Autonomous shopping is catching on quite rapidly. Autonomous shopping allows customers to enter, shop, and leave the store without ever having to interact with a cashier or wade their way through long lines of automated checkout counters that don’t always work reliably.

Among the many models required to power this application, we would need one that can predict human actions accurately.

5.1 Challenges with recognizing human actions

Recognizing human actions provides a deeper understanding of the scene than just detecting people. In a retail environment, it can help identify user activities like picking up an object from a shelf or inspecting the object or putting it in their cart, essential for a frictionless shopping experience.

However, action recognition is a very difficult problem to solve. First, you need labeled video data, which is more expensive than labeled image data. Second, action recognition is a more complex, compute-intensive operation. To recognize an action, you need the temporal aspect, so you are on a sequence of frames instead of a single one.

5.2 Customizing a pretrained action recognition model

The solution starts with a pretrained model for action recognition. For this experiment, we chose the I3D inception model architecture mentioned in this paper, which can be found at this repository.

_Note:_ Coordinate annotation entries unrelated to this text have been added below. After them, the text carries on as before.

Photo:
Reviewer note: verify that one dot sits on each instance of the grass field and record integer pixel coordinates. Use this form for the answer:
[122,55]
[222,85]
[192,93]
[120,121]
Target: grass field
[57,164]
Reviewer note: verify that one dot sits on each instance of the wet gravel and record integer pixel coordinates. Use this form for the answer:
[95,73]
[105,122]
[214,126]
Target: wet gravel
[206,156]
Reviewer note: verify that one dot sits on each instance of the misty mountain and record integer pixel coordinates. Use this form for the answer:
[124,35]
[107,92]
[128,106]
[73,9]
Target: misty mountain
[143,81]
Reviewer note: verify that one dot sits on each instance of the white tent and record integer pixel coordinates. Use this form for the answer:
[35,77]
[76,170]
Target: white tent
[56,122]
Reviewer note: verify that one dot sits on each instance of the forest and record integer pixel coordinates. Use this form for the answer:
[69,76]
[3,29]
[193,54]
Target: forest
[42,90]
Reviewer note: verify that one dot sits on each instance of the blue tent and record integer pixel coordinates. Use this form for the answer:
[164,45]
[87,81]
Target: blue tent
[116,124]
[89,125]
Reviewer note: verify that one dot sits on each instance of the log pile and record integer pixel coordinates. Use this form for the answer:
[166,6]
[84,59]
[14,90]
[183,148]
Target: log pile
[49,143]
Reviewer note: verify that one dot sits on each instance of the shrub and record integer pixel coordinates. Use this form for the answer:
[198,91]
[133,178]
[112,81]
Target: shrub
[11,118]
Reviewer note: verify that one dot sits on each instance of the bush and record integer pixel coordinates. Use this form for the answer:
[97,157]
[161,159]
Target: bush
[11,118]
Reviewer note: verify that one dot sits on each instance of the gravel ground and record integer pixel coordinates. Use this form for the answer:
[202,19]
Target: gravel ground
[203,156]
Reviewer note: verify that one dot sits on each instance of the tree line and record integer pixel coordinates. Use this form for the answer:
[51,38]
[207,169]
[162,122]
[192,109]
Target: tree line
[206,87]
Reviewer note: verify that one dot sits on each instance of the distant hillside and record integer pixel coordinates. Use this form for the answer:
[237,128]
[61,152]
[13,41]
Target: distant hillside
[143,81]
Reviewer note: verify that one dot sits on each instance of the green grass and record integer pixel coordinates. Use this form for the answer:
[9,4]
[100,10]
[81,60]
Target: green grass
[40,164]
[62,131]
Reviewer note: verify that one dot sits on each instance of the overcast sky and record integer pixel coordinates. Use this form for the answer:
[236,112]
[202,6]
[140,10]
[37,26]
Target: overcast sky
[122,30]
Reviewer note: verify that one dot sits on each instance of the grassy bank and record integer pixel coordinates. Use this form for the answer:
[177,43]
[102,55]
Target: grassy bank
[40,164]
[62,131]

Fig. 11 3-D Action Classification Model

In TAO, both RGB and optical flow I3D pretrained models are supported. We take the RGB model and finetune it with the classes that represent the typical actions performed by a human in a retail setting.

5.3 Results

For this experiment we used the open-source “Merl Shopping dataset”. This dataset has a total 106 videos, each two minutes in duration for a given action. To use this data for the action recognition tasks, we preprocessed and extracted each video clip into subclips and then labeled each subclip into five different action classes:

  • Reach to shelf
  • Retract from shelf
  • Hand in shelf
  • Inspect product
  • Inspect shelf

The data is then stored in the directory format shown below:

  |--> <Class name>
   |--> <Video 1>
     |--> rgb
      |--> 000001.png
      |--> 000002.png
      |--> 000003.png

From the 106 videos, 65 were chosen for training, 10 for validation, and 31 for testing. https://github.com/NVIDIA-AI-IOT/TAO-Toolkit-Whitepaper-use-cases/tree/main/workspace/ar_merl.

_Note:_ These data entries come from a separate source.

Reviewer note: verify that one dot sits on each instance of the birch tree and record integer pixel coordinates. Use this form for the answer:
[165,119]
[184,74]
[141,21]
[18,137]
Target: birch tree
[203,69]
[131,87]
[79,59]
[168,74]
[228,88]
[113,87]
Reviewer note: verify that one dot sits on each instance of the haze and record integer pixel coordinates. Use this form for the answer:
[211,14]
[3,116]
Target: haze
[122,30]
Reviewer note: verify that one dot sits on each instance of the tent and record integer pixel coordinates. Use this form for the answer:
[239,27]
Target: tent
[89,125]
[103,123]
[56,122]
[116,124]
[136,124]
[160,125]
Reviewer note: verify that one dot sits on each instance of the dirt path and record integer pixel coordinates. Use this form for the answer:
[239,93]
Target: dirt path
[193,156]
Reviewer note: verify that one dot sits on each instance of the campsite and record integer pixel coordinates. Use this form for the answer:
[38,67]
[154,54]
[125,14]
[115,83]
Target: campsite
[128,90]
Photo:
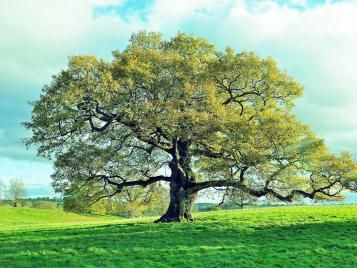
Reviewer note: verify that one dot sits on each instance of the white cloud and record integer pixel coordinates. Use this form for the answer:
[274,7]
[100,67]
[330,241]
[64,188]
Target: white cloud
[317,45]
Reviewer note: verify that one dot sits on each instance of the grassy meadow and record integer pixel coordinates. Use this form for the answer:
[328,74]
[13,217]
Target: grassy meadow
[323,236]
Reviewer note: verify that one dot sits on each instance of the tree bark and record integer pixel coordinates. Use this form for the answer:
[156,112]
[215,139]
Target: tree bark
[182,197]
[181,202]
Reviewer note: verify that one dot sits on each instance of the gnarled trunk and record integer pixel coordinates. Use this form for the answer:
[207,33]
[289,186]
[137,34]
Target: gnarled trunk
[181,202]
[181,196]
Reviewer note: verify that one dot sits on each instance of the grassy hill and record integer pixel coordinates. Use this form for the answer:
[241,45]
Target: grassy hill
[269,237]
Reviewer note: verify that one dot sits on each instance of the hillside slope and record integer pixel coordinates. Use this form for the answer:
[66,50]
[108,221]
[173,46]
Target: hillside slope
[270,237]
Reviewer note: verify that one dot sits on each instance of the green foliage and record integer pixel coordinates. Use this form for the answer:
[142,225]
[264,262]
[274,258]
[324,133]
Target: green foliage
[214,118]
[270,237]
[130,203]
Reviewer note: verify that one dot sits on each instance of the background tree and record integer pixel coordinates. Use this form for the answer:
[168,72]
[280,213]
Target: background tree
[16,191]
[213,118]
[131,202]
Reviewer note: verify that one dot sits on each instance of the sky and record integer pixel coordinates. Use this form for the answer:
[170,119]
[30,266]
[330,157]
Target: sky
[313,40]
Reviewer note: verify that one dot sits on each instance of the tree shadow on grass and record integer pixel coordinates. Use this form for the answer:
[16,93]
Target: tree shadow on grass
[201,244]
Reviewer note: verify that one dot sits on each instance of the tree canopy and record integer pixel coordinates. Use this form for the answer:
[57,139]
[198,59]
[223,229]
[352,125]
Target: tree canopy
[212,118]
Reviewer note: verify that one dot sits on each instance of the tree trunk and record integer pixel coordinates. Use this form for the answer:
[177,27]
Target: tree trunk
[181,196]
[181,202]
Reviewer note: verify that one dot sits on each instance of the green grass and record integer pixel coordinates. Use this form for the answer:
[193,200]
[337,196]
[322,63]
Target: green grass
[269,237]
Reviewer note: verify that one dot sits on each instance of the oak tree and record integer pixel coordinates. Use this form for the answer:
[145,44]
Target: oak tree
[210,118]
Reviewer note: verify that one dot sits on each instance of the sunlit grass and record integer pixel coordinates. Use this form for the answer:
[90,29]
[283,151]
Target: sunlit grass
[270,237]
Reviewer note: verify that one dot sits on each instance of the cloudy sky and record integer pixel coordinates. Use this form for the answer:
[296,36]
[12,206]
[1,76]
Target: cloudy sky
[314,40]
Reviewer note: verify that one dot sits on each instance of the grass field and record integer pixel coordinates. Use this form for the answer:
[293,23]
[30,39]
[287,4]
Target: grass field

We used the I3D Kinetics pretrained weights as a starting point. The recipe to use this pretrained weights can be found at this GitHub repository

Please find the spec file for model finetuning, export, infer and evaluation.

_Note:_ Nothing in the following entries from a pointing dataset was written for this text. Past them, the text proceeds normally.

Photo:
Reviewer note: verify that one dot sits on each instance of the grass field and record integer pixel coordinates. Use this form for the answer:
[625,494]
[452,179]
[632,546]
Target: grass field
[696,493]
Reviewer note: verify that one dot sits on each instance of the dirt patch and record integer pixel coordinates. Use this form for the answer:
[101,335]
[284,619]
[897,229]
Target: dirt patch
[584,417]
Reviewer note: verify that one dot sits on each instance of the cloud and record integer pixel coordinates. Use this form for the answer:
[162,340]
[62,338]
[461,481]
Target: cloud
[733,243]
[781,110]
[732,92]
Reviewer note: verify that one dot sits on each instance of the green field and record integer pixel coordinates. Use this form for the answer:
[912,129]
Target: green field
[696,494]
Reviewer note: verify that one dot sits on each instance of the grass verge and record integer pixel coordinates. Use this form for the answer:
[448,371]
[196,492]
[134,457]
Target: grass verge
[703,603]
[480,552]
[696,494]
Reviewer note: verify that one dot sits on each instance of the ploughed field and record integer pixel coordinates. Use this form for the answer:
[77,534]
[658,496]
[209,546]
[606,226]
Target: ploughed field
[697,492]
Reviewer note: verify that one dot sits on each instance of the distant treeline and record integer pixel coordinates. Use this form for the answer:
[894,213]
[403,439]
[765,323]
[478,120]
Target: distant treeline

After 100 epochs, for the given training dataset, the final training and validation loss were less than 0.1 and 0.4 respectively. The accuracy for these five classes is reported in the table below.

Class Name Accuracy
Hand in shelf 61.5
Inspect product 48.67
Inspect shelf 95.73
Reach to shelf 89.63
Retract from shelf 89.33

For model evaluation, we are using ‘conv’ method and more information about this evaluation method can be found in our developer blog.

Figure 12. Inference results on a sample test clip: images in the second row are from simulation videos

After training the model, we evaluated it using the clips from the test dataset. The images shown in figure11 show the classification results. The step-by-step training process is mentioned in this repo.